Emma Gray
Editor
On Friday, April 27 at 10 a.m., Parkland’s Foundation will be hosting its annual Living Tree Ceremony to celebrate Arbor Day and to honor and remember individuals with the planting of trees.
The ceremony will be held in the Dodds Multipurpose Room in the Child Development Center and will be followed by a short reception with refreshments. After the reception, people will go to visit with their trees.
This year, six trees will be planted in the Memorial Grove. The grove already has over 160 trees in it in honor, or in memory, of various people, according to Susan Goldenstein, Parkland’s foundation coordinator.
“From the red barns all along Bradley Ave, there’s rows and rows of trees and that is called Memorial Grove.
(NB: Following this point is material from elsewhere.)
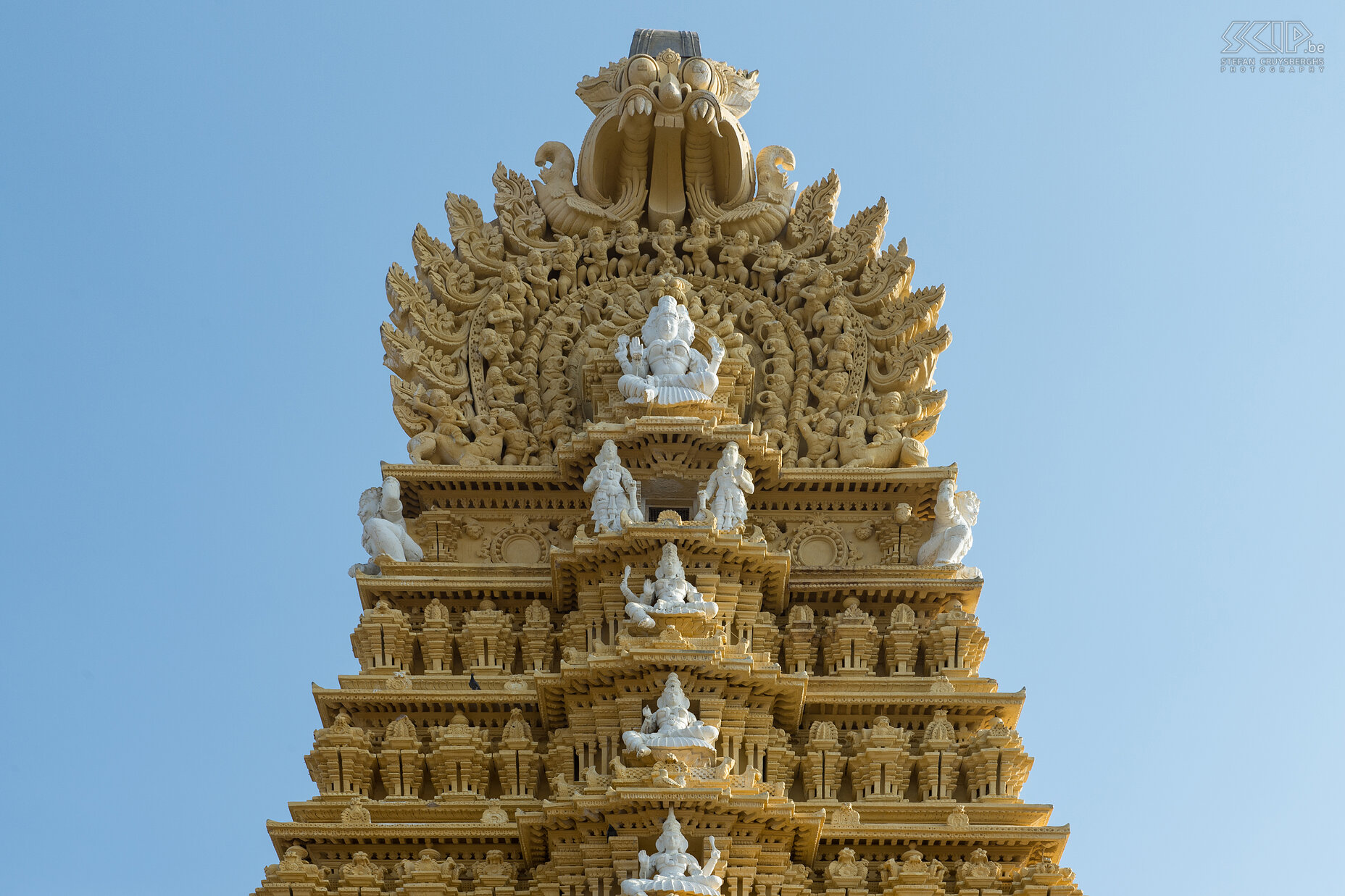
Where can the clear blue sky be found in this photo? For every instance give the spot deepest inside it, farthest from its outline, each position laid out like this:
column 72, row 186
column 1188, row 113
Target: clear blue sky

There’s actually a sign out there if you look close enough,” Goldenstein said.
In order to have a tree planted in honor or in memory of someone, families or friends contribute $500 or more to the Parkland Foundation. This cost pays for the planting of the tree, the plaque, and for the maintenance of the tree according to Goldenstein.
The purpose of the event is to allow families a way to remember and honor their loved ones through a “living gift,” while beautifying the campus.
The Living Tree Program helps Parkland plant a variety of trees on campus, with Memorial Grove consisting of many kinds of trees. Goldenstein says that Parkland’s physical plant determines what kinds of trees should be planted each year, considering factors such as which trees will do best near which other trees.
“They try to do a variety, from flowering trees to small, short evergreens. There’s a large variety…I’m sure right now everything just looks dead, but come late spring, early summer, it looks really nice out there,” Goldenstein said.
Parkland has been holding an Arbor Day event almost every year since 1980 when the Parkland College Association created the Ad Hoc Arbor Day Committee during their senate meeting. In 1993, Parkland’s foundation started to host the annual Arbor Day event.
Arbor Day itself is a nationally celebrated holiday, however what day Arbor Day falls on depends on which state you are in, with some states hosting Arbor Day for a full week and some placing their Arbor Day celebrations at the best tree planting times for their region. In Illinois, Arbor Day falls on the last Friday of every April, which is also when the national holiday falls.
The people being honored or commemorated this year at Parkland include Ena Raaymakers Ballinger, Raymond Bielert, Mary K. Flora Farber Evans, Rupert Evans, Barbara J. and Edward F. Kobel, Shirley Clausen Mahaffey, and Geneva Katherine Stelle.